Notes on 'Structural Basis of Herpesvirus Helicase-Primase Inhibition by Pritelivir and Amenamevir'

Introduction

• Herpesviruses are double-stranded DNA viruses that cause lifelong infections.
• HSV-1, a common human herpesvirus, requires a helicase-primase (HP) complex for DNA replication.
• HP complex consists of UL5 (helicase), UL52 (primase), and UL8 (auxiliary).
• Pritelivir and amenamevir are inhibitors identified to target this complex but binding mechanisms were unknown.
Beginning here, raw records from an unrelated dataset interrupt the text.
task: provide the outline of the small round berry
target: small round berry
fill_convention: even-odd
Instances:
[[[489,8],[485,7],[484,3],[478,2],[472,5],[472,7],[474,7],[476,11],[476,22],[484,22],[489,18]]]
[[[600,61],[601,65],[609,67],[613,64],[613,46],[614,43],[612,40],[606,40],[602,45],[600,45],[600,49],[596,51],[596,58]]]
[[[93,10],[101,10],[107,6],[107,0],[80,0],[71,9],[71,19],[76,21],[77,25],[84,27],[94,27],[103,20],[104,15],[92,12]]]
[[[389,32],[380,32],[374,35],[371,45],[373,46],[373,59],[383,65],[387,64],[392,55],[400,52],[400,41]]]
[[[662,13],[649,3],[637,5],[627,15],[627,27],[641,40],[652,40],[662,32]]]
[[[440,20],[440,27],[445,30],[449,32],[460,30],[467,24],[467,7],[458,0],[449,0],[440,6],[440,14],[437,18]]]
Structural Basis of HP Complex Inhibition

• Cryo-EM structures reveal HSV-1 HP complex bound to DNA and inhibitors pritelivir or amenamevir.
• The HP complex has a bilobed architecture, crucial for coordinated helicase and primase activity.
• Inhibitors bind in a way that blocks helicase action, providing insights into antiviral drug development.

UL52 Primase Subunit

• UL52 acts as a scaffold, has three domains: N-terminal (NTD), middle (MD), and C-terminal (CTD).
• Contains motifs characteristic of the AEP superfamily.
• MD includes catalytic sites similar to human primase, suggesting binding pockets for ATP and metal ions.

UL5 Helicase Subunit

• Part of the helicase superfamily 1 with seven conserved motifs.
• Uses ATP hydrolysis for DNA translocation (3’ to 5’ direction).
• Significant structural differences from other SF1 helicases, indicating unique features.

UL8 Auxiliary Subunit

• Lacks intrinsic enzymatic activity but essential for viral DNA replication.
• Stimulates activities of UL5 and UL52 in presence of ICP8.
• Shares partial structural similarity with B-family DNA polymerases.

Interaction Sites and Inhibitor Binding

• Inhibitor-bound structures show binding sites and provide insights into inhibition mechanism.
• Pritelivir and amenamevir bind at UL5-UL52 interface, affecting structural dynamics of the complex.

Pritelivir

• Pritelivir interacts with residues at UL5-UL52 interface.
• Causes subtle shifts in surrounding residues upon binding.

Amenamevir

• Amenamevir has a bulkier structure than pritelivir.
• Causes shifts in UL5 Y882 and N342, disrupting inhibitor docking.

Mechanism of Inhibition

• HP inhibitors prevent movement between UL5 domains 1A and 2A, restricting helicase activity.
• Inhibitors do not directly compete with ATP but prevent the necessary conformational changes for helicase function.

Conclusion

• The study provides detailed structural insights into the HSV-1 HP complex and its inhibition by pritelivir and amenamevir.
• Findings can guide the development of improved antiviral therapies.